By Valerie MacDonald, Northumberland Today

NORTHUMBERLAND - 

The Ontario government wants public input about improving fire safety in facilities that house seniors, those with disability and other vulnerable people. At the same time the Haliburton, Kawartha, Pine Ridge District Health Unit is urging people to consider their health when promoting the benefits of smoke-free apartments, condos and townhouses with plans to lobby landlords and tenants. The push is also targeting social housing.

"We will be introducing a 'no-smoking' policy in all our social housing units, hopefully by April of this year," says Northumberland County's social services and housing director Mark Darroch. "(And) we are working with the health unit, and will be speaking with all tenants on the process of this policy."

Fire plans are already in place at such county residences, he noted.

The county is also going to be "working with local fire departments (to organize) fire safety talks with our senior tenants and include fire safety tips with our news letters to all tenants," he said.

The provincial Smoke-Free Ontario Act only targets, at this time, common areas in multiple housing facilities such as lobbies and elevators and not individual housing units, notes the local health unit's health promoter, Doreen Boville.
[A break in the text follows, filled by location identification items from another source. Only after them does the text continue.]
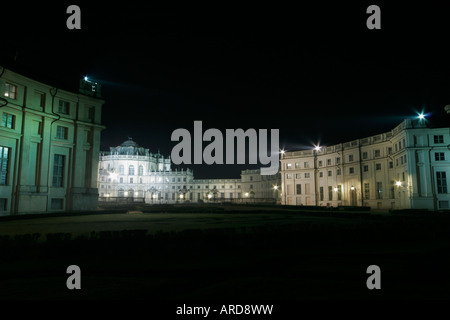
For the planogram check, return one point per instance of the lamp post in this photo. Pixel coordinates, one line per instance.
(316, 169)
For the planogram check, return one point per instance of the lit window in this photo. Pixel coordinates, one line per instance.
(10, 91)
(4, 157)
(63, 107)
(8, 120)
(61, 132)
(58, 170)
(441, 178)
(439, 156)
(439, 139)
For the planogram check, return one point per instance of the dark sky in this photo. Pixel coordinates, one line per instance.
(316, 73)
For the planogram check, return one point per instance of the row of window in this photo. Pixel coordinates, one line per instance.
(441, 181)
(11, 91)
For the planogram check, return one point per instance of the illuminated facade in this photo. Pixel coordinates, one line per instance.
(404, 168)
(130, 173)
(49, 146)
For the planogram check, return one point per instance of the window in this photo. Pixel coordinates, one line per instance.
(299, 189)
(4, 158)
(40, 98)
(58, 170)
(3, 204)
(442, 204)
(57, 204)
(61, 132)
(379, 190)
(10, 91)
(366, 191)
(439, 156)
(91, 113)
(63, 107)
(439, 139)
(339, 192)
(441, 178)
(8, 120)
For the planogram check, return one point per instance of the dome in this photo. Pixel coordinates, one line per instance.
(129, 147)
(129, 143)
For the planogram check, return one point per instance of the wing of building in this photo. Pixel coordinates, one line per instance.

The current campaign to extend that is in reaction to the fact that one third of people who live in multi-unit housing are regularly exposed to secondhand smoke while 80% surveyed by the Ontario Smoke-Free Housing Coalition said they would like to live in a smoke-free building.

"And they are within their legal rights to do so," she said in a recent interview.

Smoke-free buildings reduce the risk of fire, a distinct advantage to landlords.

The health unit is reaching out to landlords and tenants, but not pushing them, Boville also said.

At the same time, under proposed provincial government legislative changes targeting multiple housing units for older, disabled and vulnerable people, mandatory sprinklers would be phased in over the next five years at all existing retirement and care residences. New retirement homes would include mandatory sprinklers among other fire safety improvements.

You can comment on the proposed changes until Feb. 28 at www.mcscs.jus.gov.on.ca/english/FireMarshal/OFMLanding/OFM_main.html.